If you want to know about the terms of those agreements, you can find specifics at press-rights-responsibilities. Essentially they break down to personal photos and the like shared with personal friends on a limited scale. There can be no commercial use attached in any way shape or form, and you need to get permission from people whose pictures you take, especially if they are in some form of undress. If you are there for media professional reasons, in any form, you need to register with Burning Man’s press people and accept any rules and guidelines they set. If for some reason you later find a need to use your personal photos for profit after the event, contact them and follow their guidelines before using those photos.
In 2011 Krug Champagne along with other commercial vendors and a few magazines, set up a secret VIP dinner party and managed to pull the entire event off without being caught. They had the bad taste to leave all their garbage from the event just lying there, no clean up whatsoever. Media people were invited to attend and given instructions from a PR firm on how to get in without mentioning the VIP dinner.
Months later photo spreads showed up in a few high-end magazines that just happened to wait until just before publication to notify Burning Man about their articles. By the time Burning man responded, it was too late to get an injunction.
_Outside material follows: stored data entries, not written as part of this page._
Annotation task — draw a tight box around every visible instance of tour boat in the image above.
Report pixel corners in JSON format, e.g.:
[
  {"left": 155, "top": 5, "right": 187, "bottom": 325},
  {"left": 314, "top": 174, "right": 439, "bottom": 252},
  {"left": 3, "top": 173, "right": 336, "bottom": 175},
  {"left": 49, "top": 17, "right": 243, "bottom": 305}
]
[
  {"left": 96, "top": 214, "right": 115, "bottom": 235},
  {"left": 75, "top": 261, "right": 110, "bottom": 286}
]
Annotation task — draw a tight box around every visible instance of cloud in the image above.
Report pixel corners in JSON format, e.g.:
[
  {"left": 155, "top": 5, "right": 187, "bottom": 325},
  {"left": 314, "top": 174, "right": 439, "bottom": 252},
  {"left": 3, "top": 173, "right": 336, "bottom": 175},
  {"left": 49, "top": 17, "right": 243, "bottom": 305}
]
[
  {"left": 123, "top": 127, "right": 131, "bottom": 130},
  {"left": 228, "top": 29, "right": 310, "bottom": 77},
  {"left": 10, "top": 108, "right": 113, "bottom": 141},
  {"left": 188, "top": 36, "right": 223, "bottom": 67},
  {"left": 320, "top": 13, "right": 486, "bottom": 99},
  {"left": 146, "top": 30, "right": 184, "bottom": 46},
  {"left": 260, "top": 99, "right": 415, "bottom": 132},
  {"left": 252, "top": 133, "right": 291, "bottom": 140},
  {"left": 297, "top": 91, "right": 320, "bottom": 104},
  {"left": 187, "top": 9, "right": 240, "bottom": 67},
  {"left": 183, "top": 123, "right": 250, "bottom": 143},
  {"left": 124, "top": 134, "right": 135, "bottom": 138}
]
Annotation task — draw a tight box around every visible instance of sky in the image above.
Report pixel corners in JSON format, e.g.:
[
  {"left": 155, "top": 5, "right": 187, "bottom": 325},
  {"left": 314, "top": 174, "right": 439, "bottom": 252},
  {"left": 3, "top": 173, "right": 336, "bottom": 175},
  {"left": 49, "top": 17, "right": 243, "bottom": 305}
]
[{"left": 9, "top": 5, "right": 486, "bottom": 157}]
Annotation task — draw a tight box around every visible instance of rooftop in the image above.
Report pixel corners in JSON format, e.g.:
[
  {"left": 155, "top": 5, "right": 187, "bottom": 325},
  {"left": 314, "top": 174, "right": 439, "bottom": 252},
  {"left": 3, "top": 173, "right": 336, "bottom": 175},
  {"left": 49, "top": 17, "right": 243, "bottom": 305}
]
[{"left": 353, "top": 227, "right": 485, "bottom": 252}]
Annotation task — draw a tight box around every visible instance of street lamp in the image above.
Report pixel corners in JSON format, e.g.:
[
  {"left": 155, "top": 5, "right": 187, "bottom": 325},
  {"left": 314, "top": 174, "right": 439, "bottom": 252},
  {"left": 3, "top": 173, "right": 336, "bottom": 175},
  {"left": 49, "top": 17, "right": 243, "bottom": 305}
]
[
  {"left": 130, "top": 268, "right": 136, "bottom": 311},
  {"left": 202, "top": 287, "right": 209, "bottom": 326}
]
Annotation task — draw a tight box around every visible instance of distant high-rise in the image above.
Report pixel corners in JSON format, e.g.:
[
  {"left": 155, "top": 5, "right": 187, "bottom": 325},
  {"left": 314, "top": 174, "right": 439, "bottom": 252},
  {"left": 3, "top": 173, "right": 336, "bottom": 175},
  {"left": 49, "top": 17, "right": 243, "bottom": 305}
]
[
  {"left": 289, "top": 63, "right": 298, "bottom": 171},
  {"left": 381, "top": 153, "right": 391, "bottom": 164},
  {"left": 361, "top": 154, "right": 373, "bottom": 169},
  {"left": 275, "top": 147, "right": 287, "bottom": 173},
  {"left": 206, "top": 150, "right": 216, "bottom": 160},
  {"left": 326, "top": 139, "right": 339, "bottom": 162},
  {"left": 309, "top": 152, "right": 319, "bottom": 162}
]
Even someone who doesn’t know the ins and outs of Burning Man must know the VIP dinner was a location shoot only since it actively worked to exclude itself from the Burning Man festival. So we’re not really sure what the point of this event was all about. Except they wanted to cash in on a name without being willing to meet the requirements. This PR stunt may have seriously backfired on those deceptively working this angle. Burners have pledged to never buy Krug Champagne again and keep spreading their disgust.
Burning Man is the real deal – and they take their press pretty damn seriously.